See the documentation for more usage examples.

Features/TODO

Requirements

The sub-crate with the FFI bindings (parasail_sys) relies on cmake >= 2.8.8 to build the bundled version of parasail. It's recommended to build on a system with a comparable SIMD instruction set to the target machine (ideally the target machine itself). The parasail C library generally does a good job of feature detection, but your compiler may balk at producing vector instructions for an architecture on which it's not running, potentially robbing some performance.

Contributions, Questions, and Issues

Contributions are more than welcome, especially if you're more familiar than I am with C (which is likely) or bioinformatics (which is also likely). I encourage any bug reports or requests on GitHub Issues, and I'm happy to review any pull requests.

If you have questions that aren't related to a bug or requested feature, please email me or find me in the Rust IRC channels (usually #rust and #rust-beginners, nick is the same as GitHub username).

License(s)

All of the Rust code here is licensed under the MIT license.

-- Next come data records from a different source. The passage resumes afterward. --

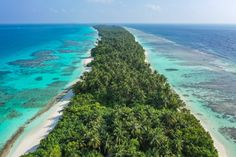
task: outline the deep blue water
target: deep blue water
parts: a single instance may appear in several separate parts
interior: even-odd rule
[[[127,27],[147,51],[152,68],[167,77],[191,113],[235,157],[236,26]]]
[[[87,25],[0,25],[0,148],[84,70]]]
[[[236,62],[236,25],[129,25]]]

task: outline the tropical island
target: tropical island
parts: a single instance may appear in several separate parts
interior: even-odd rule
[[[122,27],[95,26],[90,72],[33,156],[216,157],[208,132]],[[26,139],[30,140],[30,139]]]

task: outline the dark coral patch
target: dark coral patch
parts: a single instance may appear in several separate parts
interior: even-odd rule
[[[22,114],[17,112],[16,110],[13,110],[12,112],[10,112],[8,115],[7,115],[7,118],[8,119],[13,119],[13,118],[17,118],[17,117],[20,117]]]
[[[35,78],[35,81],[42,81],[43,80],[43,77],[42,76],[39,76],[39,77],[36,77]]]
[[[220,128],[220,132],[227,138],[232,139],[236,143],[236,128]]]

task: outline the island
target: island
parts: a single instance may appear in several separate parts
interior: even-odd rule
[[[213,140],[143,47],[119,26],[94,26],[94,60],[56,127],[25,157],[217,157]],[[31,140],[31,139],[25,139]]]

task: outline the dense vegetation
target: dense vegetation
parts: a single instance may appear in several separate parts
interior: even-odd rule
[[[121,27],[96,26],[95,60],[63,118],[27,157],[216,157],[210,135],[184,108],[143,48]]]

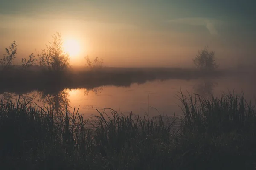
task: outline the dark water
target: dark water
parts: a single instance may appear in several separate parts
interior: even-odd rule
[[[161,114],[181,115],[177,99],[180,90],[187,95],[195,93],[205,97],[211,94],[220,96],[223,92],[235,90],[243,92],[247,100],[255,100],[256,90],[254,80],[251,76],[223,76],[214,79],[198,79],[186,80],[171,79],[155,80],[144,84],[133,83],[129,87],[113,85],[85,88],[68,89],[45,92],[32,90],[26,94],[2,93],[1,99],[15,99],[18,97],[27,101],[33,99],[32,103],[41,106],[54,104],[59,107],[69,106],[70,110],[79,106],[79,112],[85,115],[97,114],[96,108],[103,111],[104,108],[111,108],[121,113],[142,116],[149,112],[150,116]],[[254,100],[255,101],[255,100]],[[157,109],[157,110],[156,110]],[[109,112],[107,110],[105,112]]]

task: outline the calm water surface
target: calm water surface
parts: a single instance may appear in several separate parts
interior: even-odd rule
[[[189,92],[206,97],[211,94],[220,96],[223,92],[234,90],[237,93],[244,91],[247,99],[254,100],[256,91],[254,80],[251,78],[225,76],[211,79],[170,79],[140,85],[132,84],[129,87],[107,86],[96,87],[90,91],[84,88],[66,89],[47,94],[34,91],[20,95],[27,100],[34,99],[32,102],[42,106],[49,103],[66,103],[69,105],[71,110],[75,106],[76,108],[79,106],[79,112],[87,115],[98,114],[96,108],[101,111],[104,108],[111,108],[124,113],[132,111],[141,116],[148,112],[151,116],[159,113],[172,115],[175,112],[176,115],[181,115],[179,107],[181,103],[177,99],[180,96],[181,89],[186,95]],[[14,99],[18,95],[4,93],[0,97]],[[107,110],[105,112],[109,111]]]

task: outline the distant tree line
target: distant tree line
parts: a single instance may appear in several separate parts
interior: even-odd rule
[[[70,57],[68,53],[64,51],[61,33],[57,32],[52,36],[52,42],[49,42],[49,45],[46,45],[46,50],[43,50],[41,53],[38,53],[39,65],[47,68],[49,71],[60,72],[66,71],[70,65]],[[4,54],[3,58],[0,60],[2,70],[7,70],[13,66],[12,62],[16,58],[17,46],[14,41],[8,48],[5,48],[6,54]],[[207,47],[198,51],[198,54],[192,60],[196,67],[201,70],[213,71],[218,66],[215,61],[215,54],[214,51],[209,50]],[[88,56],[84,59],[86,65],[91,70],[99,69],[102,67],[103,61],[98,57],[96,57],[93,60],[91,60]],[[34,54],[32,53],[29,59],[22,58],[20,67],[23,69],[26,69],[32,66],[37,65],[37,61]]]

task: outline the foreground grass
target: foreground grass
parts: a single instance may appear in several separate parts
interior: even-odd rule
[[[184,116],[85,118],[9,101],[0,105],[1,169],[233,169],[256,166],[254,107],[234,93],[180,99]],[[177,129],[175,122],[181,123]]]

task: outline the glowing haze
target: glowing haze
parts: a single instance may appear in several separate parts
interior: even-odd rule
[[[0,54],[15,40],[17,58],[28,57],[58,31],[73,65],[88,55],[106,66],[189,66],[206,45],[222,65],[251,62],[256,3],[227,1],[2,0]]]

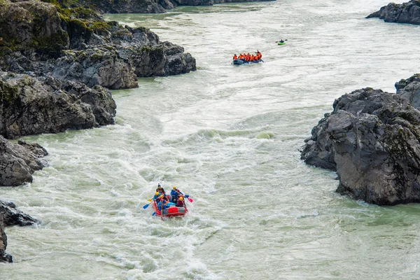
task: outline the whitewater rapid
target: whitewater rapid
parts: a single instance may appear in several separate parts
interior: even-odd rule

However, the code under parasail_sys/parasail_c is not mine to license and adheres to the Batelle BSD-style license.

Citations

If needed, please cite the original paper for parasail:

Daily, Jeff. 2015. "Scalable Parallel Methods for Analyzing Metagenomic Data at Extreme Scale". PhD dissertation, Washington State University. http://www.pnnl.gov/main/publications/external/technical_reports/PNNL-24266.pdf

I take no responsibility for the nice implementations of these algorithms, and I do think that the original author should be rewarded if this crate is used in an academic context.